A Secure Cloud-Based Intranet

04.26.2012 | Posted by Joan Pepin, Director of Security

For the last two years, Sumo Logic has been (quietly) building a secure, massively scalable, multi-tenant data management and analytics platform in the cloud. For us at Sumo Logic, the Cloud is a concept we believe in and have internalized deeply into our culture, our processes and infrastructure.  In our office we only own two equipment racks, and they are less than half full. The boxes there are our back-up server, some security gear, a VOIP box, and a single small server to provide network and AAA services for the LAN. We have ‘dogfooded’ not only our own product here (we make extensive use of our own product for troubleshooting and operations, see Stefan Zier’s series “Sumo on Sumo”), but the entire idea of the cloud itself. From our email and build environment, through our CRM and our product itself, we live in the Cloud. Through adopting best practices and developing some of our own we operate there in a way that is designed to be secure, and I’d like to share some of the insights we’ve picked up along the way.

Of course, the “Cloud” is a nebulous term ;) and here at Sumo Logic we use several different types of cloud-based services, which mostly break down into two categories; SaaS and IaaS. On the SaaS side, we have our email and CRM, testing, support and billing and as well as a number of services we use to monitor and alert on our service availability, and on the IaaS side, we use AWS to host our build environment and its associated bug-tracker, wiki and code-repository. One of the many advantages to this model is exemplified by our build environment (Hudson).
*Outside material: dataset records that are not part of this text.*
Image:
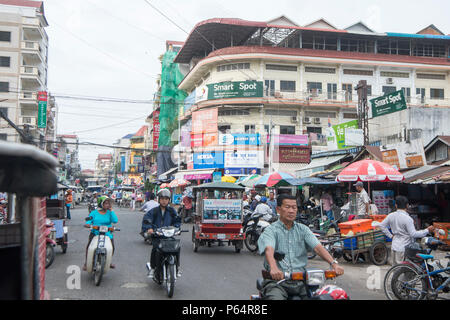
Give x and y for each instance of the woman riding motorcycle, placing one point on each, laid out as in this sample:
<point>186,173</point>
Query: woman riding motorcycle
<point>103,216</point>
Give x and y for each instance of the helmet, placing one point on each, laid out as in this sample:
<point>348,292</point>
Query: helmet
<point>164,193</point>
<point>333,291</point>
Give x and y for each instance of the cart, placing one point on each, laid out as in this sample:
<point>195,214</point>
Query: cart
<point>218,216</point>
<point>370,244</point>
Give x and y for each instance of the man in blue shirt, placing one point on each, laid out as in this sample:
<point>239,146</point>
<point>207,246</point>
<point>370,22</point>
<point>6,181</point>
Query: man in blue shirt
<point>161,216</point>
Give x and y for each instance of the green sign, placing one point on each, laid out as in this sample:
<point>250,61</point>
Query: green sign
<point>389,103</point>
<point>42,114</point>
<point>235,89</point>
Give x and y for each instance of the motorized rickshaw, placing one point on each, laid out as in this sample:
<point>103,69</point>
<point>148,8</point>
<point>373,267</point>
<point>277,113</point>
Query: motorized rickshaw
<point>218,215</point>
<point>27,174</point>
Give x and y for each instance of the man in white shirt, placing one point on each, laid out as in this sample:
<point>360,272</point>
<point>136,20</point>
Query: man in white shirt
<point>403,230</point>
<point>362,200</point>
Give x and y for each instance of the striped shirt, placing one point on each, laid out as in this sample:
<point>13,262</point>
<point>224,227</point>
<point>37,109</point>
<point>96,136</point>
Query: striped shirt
<point>295,243</point>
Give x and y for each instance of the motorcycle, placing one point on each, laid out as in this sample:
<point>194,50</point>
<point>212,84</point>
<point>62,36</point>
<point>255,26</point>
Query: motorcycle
<point>49,244</point>
<point>100,252</point>
<point>253,226</point>
<point>169,250</point>
<point>313,279</point>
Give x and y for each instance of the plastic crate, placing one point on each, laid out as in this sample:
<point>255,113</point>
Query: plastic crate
<point>355,226</point>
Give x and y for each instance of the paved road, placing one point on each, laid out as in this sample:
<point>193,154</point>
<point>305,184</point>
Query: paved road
<point>210,274</point>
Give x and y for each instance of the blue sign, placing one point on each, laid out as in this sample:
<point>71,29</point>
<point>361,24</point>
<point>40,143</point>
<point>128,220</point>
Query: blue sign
<point>208,160</point>
<point>241,171</point>
<point>252,139</point>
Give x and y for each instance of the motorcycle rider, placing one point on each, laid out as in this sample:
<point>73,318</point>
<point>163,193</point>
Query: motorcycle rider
<point>160,216</point>
<point>294,239</point>
<point>103,216</point>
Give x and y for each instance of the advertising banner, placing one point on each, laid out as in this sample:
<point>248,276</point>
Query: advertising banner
<point>294,154</point>
<point>240,139</point>
<point>244,159</point>
<point>389,103</point>
<point>235,89</point>
<point>218,210</point>
<point>204,121</point>
<point>208,160</point>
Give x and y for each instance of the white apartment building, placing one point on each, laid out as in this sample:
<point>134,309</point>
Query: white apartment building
<point>23,66</point>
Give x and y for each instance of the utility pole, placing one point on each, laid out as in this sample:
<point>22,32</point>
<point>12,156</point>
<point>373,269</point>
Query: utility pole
<point>363,112</point>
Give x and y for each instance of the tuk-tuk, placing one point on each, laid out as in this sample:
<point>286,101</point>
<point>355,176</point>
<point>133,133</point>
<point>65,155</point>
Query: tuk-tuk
<point>218,215</point>
<point>27,174</point>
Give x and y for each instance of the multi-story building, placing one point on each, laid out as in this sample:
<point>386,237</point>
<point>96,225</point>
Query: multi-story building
<point>23,65</point>
<point>281,78</point>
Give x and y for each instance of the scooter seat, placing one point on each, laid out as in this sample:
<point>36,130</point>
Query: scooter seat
<point>259,283</point>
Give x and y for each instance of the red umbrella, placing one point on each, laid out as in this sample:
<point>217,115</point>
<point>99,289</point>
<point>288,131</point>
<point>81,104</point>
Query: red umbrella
<point>369,170</point>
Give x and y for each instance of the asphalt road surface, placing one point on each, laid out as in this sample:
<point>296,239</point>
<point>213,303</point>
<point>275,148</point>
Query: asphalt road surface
<point>213,273</point>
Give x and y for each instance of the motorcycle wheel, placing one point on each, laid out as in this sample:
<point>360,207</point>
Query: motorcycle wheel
<point>99,269</point>
<point>170,282</point>
<point>49,255</point>
<point>251,241</point>
<point>64,245</point>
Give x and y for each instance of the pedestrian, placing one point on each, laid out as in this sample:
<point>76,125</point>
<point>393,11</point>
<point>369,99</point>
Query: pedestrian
<point>272,202</point>
<point>68,200</point>
<point>327,202</point>
<point>402,231</point>
<point>362,200</point>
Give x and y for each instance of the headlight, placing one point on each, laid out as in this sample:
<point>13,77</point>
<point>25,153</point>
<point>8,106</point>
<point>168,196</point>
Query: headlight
<point>315,277</point>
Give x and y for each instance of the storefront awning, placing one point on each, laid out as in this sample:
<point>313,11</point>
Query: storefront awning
<point>194,174</point>
<point>318,164</point>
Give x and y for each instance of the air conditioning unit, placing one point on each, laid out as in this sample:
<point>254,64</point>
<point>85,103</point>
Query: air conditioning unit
<point>27,120</point>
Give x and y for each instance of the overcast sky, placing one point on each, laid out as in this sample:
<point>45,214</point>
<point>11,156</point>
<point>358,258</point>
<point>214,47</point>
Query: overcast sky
<point>110,48</point>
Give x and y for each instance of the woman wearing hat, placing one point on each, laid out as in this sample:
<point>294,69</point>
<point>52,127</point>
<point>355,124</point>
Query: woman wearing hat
<point>103,216</point>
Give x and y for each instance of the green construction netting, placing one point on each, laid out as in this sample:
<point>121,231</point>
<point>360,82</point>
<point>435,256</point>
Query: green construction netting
<point>171,99</point>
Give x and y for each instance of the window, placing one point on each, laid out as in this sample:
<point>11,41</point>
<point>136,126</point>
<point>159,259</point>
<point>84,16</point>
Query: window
<point>287,129</point>
<point>314,130</point>
<point>280,67</point>
<point>320,70</point>
<point>224,129</point>
<point>287,86</point>
<point>234,66</point>
<point>269,87</point>
<point>314,88</point>
<point>332,91</point>
<point>5,61</point>
<point>388,89</point>
<point>431,76</point>
<point>5,36</point>
<point>358,72</point>
<point>4,86</point>
<point>394,74</point>
<point>250,128</point>
<point>436,93</point>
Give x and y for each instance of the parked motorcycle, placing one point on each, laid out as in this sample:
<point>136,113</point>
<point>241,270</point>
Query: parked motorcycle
<point>314,280</point>
<point>49,244</point>
<point>169,249</point>
<point>253,226</point>
<point>100,252</point>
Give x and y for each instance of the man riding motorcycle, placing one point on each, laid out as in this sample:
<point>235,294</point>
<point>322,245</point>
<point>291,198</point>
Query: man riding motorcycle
<point>161,216</point>
<point>294,239</point>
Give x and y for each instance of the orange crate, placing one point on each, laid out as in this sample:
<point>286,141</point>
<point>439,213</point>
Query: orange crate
<point>356,226</point>
<point>378,217</point>
<point>446,227</point>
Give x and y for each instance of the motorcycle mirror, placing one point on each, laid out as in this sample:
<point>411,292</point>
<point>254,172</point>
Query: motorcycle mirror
<point>279,255</point>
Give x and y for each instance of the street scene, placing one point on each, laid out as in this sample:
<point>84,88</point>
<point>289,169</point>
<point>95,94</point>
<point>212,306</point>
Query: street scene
<point>204,151</point>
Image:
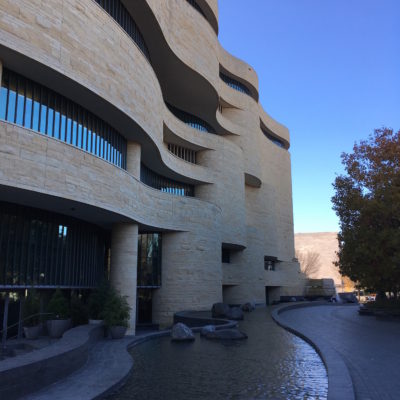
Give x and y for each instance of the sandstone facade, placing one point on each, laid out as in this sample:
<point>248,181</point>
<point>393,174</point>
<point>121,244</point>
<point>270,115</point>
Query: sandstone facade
<point>242,204</point>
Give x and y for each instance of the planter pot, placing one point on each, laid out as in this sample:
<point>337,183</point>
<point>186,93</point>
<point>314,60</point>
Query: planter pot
<point>96,321</point>
<point>32,332</point>
<point>118,332</point>
<point>57,327</point>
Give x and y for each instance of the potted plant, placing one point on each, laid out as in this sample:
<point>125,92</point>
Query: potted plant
<point>97,302</point>
<point>116,314</point>
<point>59,307</point>
<point>31,315</point>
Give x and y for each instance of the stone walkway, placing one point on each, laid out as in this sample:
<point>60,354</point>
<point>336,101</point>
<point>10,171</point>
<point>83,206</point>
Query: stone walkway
<point>369,347</point>
<point>106,369</point>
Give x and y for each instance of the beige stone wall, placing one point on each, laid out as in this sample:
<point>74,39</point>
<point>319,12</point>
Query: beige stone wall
<point>76,41</point>
<point>124,265</point>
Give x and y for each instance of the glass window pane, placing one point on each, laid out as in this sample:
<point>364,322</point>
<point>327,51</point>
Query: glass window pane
<point>3,102</point>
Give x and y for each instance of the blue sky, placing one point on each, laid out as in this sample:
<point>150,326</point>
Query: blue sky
<point>330,71</point>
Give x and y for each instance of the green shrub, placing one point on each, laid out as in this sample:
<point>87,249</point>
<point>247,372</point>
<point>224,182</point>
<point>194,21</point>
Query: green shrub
<point>58,306</point>
<point>79,311</point>
<point>97,301</point>
<point>117,310</point>
<point>31,307</point>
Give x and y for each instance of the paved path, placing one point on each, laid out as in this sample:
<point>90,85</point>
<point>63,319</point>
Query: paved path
<point>369,347</point>
<point>107,366</point>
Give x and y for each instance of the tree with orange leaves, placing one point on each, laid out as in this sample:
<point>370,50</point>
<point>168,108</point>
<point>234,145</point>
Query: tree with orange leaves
<point>367,201</point>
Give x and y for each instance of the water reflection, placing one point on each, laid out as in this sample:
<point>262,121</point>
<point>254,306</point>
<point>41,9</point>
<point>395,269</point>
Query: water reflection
<point>271,364</point>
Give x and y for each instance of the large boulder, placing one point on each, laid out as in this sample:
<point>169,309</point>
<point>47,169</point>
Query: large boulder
<point>248,307</point>
<point>226,334</point>
<point>181,332</point>
<point>220,310</point>
<point>207,329</point>
<point>235,313</point>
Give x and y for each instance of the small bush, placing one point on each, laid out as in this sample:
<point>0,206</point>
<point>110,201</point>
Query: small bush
<point>117,310</point>
<point>97,301</point>
<point>58,306</point>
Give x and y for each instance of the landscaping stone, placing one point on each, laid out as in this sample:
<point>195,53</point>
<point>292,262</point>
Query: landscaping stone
<point>220,310</point>
<point>181,332</point>
<point>248,307</point>
<point>226,334</point>
<point>207,329</point>
<point>235,313</point>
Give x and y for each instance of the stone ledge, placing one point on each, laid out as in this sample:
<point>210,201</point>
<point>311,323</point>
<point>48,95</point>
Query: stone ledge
<point>340,385</point>
<point>33,371</point>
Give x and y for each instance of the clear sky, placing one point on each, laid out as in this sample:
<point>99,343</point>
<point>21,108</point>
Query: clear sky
<point>330,71</point>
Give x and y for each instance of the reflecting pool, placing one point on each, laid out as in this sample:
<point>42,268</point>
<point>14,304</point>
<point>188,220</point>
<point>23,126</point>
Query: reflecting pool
<point>271,364</point>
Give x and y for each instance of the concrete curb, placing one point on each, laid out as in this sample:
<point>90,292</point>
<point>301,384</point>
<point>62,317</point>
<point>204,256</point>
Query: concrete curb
<point>33,371</point>
<point>340,384</point>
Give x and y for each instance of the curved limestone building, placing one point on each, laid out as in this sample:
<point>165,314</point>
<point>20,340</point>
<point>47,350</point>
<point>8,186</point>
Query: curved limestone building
<point>132,145</point>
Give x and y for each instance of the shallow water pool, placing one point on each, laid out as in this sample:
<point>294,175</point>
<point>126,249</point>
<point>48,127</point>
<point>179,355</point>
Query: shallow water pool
<point>271,364</point>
Hosting this in EC2 provides us with great flexibility in bringing up new build-slaves at peak times, such as before a major release or branch. 

In general, the SaaS providers we use provide excellent security features. For instance, we mandate the use of two-factor authentication and strong passwords for access to Sumo Logic email, and our provider has a rich variety of security controls and features such as the two-factor authentication that we can (and do) leverage. This is much simpler than keeping this level of security would be if we ran the whole mess ourselves :)

On the IaaS side, Stefan Zier has done an amazing job of setting us up in AWS. One example of how IaaS features can be leveraged is the way in which he handled access to our AWS hosted resources. In addition to username and password authentication to our cloud based services (more on that later) Amazon “security groups” are used to limit network-level access to these services to only certain IP addresses on a whitelist. In order to handle the automation of that whitelist, we make use of a dynamic DNS provider that assigns hostnames to authorized systems. Stefan wrote a program which polls for the addresses of those authorized hosts and updates the corresponding security group in AWS. We plan on getting this set up on AWS’ Virtual Private Cloud sometime soon, which will allow us to layer a VPN on top of this already very secure solution.

Another layer of protection we incorporate is anonymity. All of our cloud-based company infrastructure is attached to a domain which is not connected to Sumo Logic in any way. Similarly, we have used anonymized labels for our private git repositories, etc. The public cloud allows for some obscurity and anonymity, and we leverage that.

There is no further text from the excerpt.